Il presidente dell’assise si dice sereno: “Se passa la modifica si può dire chiusa l’era del sindaco”. Scricchiola la maggioranza

È arrivata sui banchi web dei consiglieri di opposizione al Comune di Foggia la proposta choc targata Franco Landella di modificare il regolamento comunale nella parte che riguarda la sfiducia del presidente del Consiglio.
È guerra aperta tra il sindaco e il campione di consensi Leo Iaccarino, che con il suo permanere in Forza Italia ha reso difficile ogni altra manovra dei landelliani.
In un video social, l’azzurro Raffaele Di Mauro ha spiegato che chi può decidere della nomina di un assessore sono solo il sindaco e l’eletto che deve accettare l’incarico, sostenendo a chiare lettere che “nessuno può ostacolare questo progetto”. Men che meno Iaccarino, che Di Mauro non ha citato. Il giovane forzista ha allontanato comunque i rumors che la nostra testata web aveva messo in fila: non sarà vicesindaco perché così facendo si avrebbero le tre caselle più importanti dell’amministrazione a Forza Italia e non sostituirà Antonio Bove al Bilancio perché il popolo gli ha dato mandato in aula. In più con le regionali alle porte deve occuparsi della lista del partito.

Tornando al regolamento, esso può essere curvato e modificato con soli 17 voti. Nella proposta si modificano i numeri con i quali sfiduciare un presidente del Consiglio: invece dei 2/3 basterà una maggioranza semplice sia in prima che in seconda convocazione.
In questo modo far tornare Leo Iaccarino consigliere semplice sarebbe un gioco da ragazzi per i landelliani, anche se resta la costruzione delle ragioni per cui si porterebbe in aula una tale scelta politica.
Ci sono alcuni eletti che sicuramente potrebbero assoggettarsi ai voleri di Landella perché ingolositi da una possibile elezione al posto del vigile del fuoco.
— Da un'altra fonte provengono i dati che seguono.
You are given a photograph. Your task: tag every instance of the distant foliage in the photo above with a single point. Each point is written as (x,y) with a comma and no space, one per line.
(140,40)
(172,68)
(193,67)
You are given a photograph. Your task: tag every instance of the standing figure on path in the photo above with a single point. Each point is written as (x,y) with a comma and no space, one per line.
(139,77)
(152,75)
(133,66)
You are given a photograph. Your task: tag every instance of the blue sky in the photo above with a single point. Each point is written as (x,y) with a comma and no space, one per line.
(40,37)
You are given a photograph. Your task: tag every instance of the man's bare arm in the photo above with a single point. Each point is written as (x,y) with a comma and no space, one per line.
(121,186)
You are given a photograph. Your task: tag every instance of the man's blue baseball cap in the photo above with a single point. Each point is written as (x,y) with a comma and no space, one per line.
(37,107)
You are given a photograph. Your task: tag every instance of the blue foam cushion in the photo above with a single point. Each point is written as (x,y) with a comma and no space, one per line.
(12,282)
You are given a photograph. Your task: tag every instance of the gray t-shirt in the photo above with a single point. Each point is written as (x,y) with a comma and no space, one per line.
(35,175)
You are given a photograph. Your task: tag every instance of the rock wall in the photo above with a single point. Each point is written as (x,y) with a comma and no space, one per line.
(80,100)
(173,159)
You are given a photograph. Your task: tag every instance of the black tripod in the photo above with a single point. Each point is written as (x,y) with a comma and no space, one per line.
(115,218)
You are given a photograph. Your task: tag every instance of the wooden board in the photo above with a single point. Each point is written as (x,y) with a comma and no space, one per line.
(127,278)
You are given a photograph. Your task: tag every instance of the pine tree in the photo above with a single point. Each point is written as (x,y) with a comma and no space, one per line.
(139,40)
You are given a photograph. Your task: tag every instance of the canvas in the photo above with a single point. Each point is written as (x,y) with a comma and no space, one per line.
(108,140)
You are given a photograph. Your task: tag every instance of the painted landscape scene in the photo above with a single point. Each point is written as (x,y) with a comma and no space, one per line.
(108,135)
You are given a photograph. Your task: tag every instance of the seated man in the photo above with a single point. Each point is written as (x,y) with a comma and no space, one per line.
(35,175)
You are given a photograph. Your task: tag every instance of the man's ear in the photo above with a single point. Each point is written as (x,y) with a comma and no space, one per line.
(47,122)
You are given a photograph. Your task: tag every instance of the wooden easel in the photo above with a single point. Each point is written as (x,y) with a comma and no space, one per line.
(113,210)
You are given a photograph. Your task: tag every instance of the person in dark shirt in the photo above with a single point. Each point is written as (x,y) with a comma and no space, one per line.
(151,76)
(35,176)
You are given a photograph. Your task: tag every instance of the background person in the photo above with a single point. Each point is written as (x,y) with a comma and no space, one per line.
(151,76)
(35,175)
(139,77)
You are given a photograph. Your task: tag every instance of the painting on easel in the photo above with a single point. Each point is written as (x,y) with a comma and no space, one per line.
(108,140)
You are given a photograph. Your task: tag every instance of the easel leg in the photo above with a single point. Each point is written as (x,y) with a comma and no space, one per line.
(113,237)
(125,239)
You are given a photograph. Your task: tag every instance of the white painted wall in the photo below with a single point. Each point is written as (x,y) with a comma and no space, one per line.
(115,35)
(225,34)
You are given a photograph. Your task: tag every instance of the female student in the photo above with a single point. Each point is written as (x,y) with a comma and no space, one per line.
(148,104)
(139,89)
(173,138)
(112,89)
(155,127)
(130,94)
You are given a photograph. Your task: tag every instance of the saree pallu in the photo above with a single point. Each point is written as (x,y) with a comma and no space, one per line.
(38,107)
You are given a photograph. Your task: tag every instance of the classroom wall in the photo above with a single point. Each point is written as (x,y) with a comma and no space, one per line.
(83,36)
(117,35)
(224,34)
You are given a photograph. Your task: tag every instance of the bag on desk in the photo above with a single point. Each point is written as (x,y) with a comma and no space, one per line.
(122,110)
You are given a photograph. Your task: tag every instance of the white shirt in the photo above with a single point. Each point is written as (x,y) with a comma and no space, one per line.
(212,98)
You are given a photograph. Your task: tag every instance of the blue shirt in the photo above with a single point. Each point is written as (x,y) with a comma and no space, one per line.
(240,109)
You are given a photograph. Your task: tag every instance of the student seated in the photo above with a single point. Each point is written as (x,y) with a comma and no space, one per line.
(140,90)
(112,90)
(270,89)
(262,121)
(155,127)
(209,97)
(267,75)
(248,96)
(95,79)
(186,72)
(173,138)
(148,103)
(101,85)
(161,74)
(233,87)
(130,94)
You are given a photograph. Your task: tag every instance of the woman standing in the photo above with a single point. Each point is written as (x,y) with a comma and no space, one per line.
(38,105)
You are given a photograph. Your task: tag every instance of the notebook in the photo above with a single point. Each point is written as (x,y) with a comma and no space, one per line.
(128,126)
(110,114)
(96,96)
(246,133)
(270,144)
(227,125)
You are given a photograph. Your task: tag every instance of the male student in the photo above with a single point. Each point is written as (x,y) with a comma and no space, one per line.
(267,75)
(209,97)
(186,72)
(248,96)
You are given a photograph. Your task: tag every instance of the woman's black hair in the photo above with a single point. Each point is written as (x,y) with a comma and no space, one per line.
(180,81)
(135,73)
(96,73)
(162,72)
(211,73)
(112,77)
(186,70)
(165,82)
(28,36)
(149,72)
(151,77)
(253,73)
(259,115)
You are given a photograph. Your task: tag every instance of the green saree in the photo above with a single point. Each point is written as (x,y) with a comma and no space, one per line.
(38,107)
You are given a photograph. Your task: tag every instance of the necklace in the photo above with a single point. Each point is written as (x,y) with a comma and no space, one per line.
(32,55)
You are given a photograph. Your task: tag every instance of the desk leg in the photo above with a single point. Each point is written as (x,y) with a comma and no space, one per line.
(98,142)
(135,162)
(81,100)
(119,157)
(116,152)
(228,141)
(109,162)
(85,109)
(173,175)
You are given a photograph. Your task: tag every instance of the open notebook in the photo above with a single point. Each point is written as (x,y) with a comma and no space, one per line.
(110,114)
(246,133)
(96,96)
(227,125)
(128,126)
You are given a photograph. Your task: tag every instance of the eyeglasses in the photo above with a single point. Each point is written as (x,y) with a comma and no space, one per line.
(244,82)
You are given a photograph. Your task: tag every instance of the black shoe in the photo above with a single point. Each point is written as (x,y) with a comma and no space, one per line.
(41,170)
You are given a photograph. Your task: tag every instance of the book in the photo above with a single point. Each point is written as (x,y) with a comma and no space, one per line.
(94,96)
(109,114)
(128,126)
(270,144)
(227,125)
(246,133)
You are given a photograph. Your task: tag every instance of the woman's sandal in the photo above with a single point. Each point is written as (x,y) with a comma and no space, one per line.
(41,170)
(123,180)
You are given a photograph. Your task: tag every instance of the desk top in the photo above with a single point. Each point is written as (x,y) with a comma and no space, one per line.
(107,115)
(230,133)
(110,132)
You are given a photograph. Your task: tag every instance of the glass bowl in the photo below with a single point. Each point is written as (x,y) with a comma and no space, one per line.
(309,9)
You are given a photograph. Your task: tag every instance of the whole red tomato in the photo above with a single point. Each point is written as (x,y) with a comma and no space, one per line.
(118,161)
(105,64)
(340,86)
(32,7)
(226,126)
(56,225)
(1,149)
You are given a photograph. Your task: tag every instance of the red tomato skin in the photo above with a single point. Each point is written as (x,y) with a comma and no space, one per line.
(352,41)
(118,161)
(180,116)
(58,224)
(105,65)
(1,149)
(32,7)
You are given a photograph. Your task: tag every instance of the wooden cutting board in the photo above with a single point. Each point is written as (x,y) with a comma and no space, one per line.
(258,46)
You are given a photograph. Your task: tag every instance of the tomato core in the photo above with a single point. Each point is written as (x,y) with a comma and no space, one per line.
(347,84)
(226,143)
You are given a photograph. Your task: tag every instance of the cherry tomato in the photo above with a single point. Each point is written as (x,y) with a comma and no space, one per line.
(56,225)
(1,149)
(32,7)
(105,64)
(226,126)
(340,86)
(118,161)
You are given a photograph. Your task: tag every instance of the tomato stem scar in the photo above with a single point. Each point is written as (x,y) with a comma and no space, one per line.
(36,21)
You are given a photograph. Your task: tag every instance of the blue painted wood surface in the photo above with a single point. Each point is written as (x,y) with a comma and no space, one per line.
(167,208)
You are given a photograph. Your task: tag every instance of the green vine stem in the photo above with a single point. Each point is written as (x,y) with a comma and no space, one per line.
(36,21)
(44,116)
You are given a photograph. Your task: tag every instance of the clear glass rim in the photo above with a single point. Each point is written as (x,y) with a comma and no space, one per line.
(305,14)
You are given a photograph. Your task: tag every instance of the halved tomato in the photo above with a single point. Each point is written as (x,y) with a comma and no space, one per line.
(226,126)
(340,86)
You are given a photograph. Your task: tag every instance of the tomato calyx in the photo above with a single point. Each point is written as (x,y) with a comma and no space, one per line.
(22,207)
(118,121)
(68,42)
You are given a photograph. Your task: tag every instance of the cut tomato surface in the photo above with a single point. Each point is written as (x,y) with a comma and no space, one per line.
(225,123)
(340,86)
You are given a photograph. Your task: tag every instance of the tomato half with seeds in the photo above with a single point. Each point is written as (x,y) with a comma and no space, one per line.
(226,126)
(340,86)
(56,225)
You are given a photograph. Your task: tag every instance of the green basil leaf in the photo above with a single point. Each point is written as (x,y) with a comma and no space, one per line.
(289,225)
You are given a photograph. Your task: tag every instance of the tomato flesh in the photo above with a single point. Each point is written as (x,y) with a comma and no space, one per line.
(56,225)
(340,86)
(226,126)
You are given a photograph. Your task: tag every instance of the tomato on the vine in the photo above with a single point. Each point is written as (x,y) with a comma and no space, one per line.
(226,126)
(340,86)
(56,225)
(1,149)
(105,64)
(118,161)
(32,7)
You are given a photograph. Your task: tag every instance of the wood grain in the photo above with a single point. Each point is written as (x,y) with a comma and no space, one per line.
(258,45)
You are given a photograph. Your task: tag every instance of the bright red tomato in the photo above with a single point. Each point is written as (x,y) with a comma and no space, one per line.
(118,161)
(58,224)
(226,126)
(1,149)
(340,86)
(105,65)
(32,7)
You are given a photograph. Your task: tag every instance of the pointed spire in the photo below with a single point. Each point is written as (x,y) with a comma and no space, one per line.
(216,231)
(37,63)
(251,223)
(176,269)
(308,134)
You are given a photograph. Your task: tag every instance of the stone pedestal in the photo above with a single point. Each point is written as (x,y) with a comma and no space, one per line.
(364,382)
In particolare il pentastellato e presidente della Commissione Ambiente e Territorio Giovanni Quarato a cui il sindaco ha proposto sin dall’inizio la presidenza (in pieno lockdown l’aveva offerta anche alla dem Lia Azzarone), Sergio Clemente che già aveva salvato il primo mandato di Landella grazie alla mediazione del compianto king maker Massimino Di Donna e Giulio Scapato, che però dovendosi candidare con Emiliano dovrebbe spiegare molto bene l’operazione per renderla digeribile.
La proposta imbarazza molti eletti. “Dovrà arrivare prima in Consiglio, di certo sarà una bella discussione”, osserva Alfonso Fiore.
Bruno Longo a cui è stato offerto un assessorato è netto: “Sul voto aspetto direttive dal partito, che ad oggi è molto insoddisfatto dei risultati dei colloqui con il sindaco”. E aggiunge a l’Immediato: “Nel merito sono profondamente in disaccordo con la modifica del regolamento, poiché dettata da motivi  particolari e squisitamente politici e non da motivazioni generali ed istituzionali. Qualora si dovesse modificare in Aula il regolamento “ad personam”, il presidente del consiglio comunale impugnerebbe davanti al Tar la modifica e ne otterrebbe immediatamente e facilmente la sospensiva, come da pacifica giurisprudenza.
In questo caso, oltre a dilaniare ulteriormente la maggioranza, si mostrerebbe, ancora una volta, il fianco alla minoranza, che ne trarrebbe vigore e forza”.
Iaccarino intanto con i suoi si dice sereno. “Se passa la modifica del regolamento si può dire chiusa l’era Landella”, avverte.
Il tentativo sarebbe quello di rovesciare la maggioranza o direttamente dal notaio depositando 17 firme per lo scioglimento (cosa alquanto difficile, benché alcuni si dicano convintissimi dei numeri, ma chi firmerebbe mai dal notaio con 4 anni ancora davanti? ) o in aula bocciando il bilancio preventivo o consuntivo.